A more pared down novel than his previous two, The Telling Lies told, with “the precision and effectiveness of a clockwork timer on an explosive device” , a tale of infidelity and delusion set against the background of a bungled robbery of an automobile company – an inside job. It was later to be adapted into a successful motion picture starring Kirk Douglas.

This is where the literary career of Hiram Doodlebaum ends, or so it seems. The only copy of his final novel was burned up over the desert in 1943 in an accident that also claimed his life.”

This much is true. However, one day while idly browsing the internet I typed in the words ‘One Day of Regret’ – rumoured to be the title of Doodlebaum’s lost final novel – and found page after page of prose, seemingly snatched somehow from irretrievability. Printing out what was there, I contacted the woman who maintained the site by email. The woman, Marilyn DuPont, consented to meet me for lunch in a café in the center of Chicago, where we would discuss what she knew about what purported to be Doodlebaum’s lost novel.

I arrived there early and asked to be shown to the table I had booked in my name. I followed the waiter to a small table with two chairs, both empty. On the table, however, sat a rectangular box with a blank white label on the spine. Curious, I sat in one of the chairs and eased the lid from the box. Inside, on somewhat yellowed paper, sat the typescript of the novel One Day of Regret.

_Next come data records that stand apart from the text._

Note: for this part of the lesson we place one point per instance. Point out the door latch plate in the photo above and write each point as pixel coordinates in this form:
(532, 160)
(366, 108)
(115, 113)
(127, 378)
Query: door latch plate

I immediately realised it was a fake, not through the manner of its presentation, which seemed genuine enough, but rather because of the chronological impossibility of the corrections made in blue fountain pen in the margins of the work. The writing was perfectly identical to Doodlebaum’s, this much is true. The notes even preserved Doodlebaum’s habit of recording the date and time of each amendment. This accuracy, however, was ultimately what gave the manuscript away as a fake: the last correction was dated 10/24/2000 – that very day – and the time was given as 11.43am – less than an hour before I arrived at the restaurant.

My body squeezed out a cold shiver of sweat as I processed the information at hand and considered the possibilities. What did it all mean? My initial urge was to dismiss the manuscript as a fake – it was impossible: it could not be authentic. But maybe… maybe Doodlebaum survived the crash; maybe he wasn’t even on the plane. It was a private chartered flight, and the paperwork as to who was on board was non-existent.

The waiter, when questioned, told me that an old man had spent a couple of hours at the table that morning, writing what the waiter supposed to be a letter. The waiter was happy to let the gentleman sit there, as the café would not be busy until lunchtime. The man bought two black coffees. At about noon, the man left abruptly, and that was the last time he was seen alive.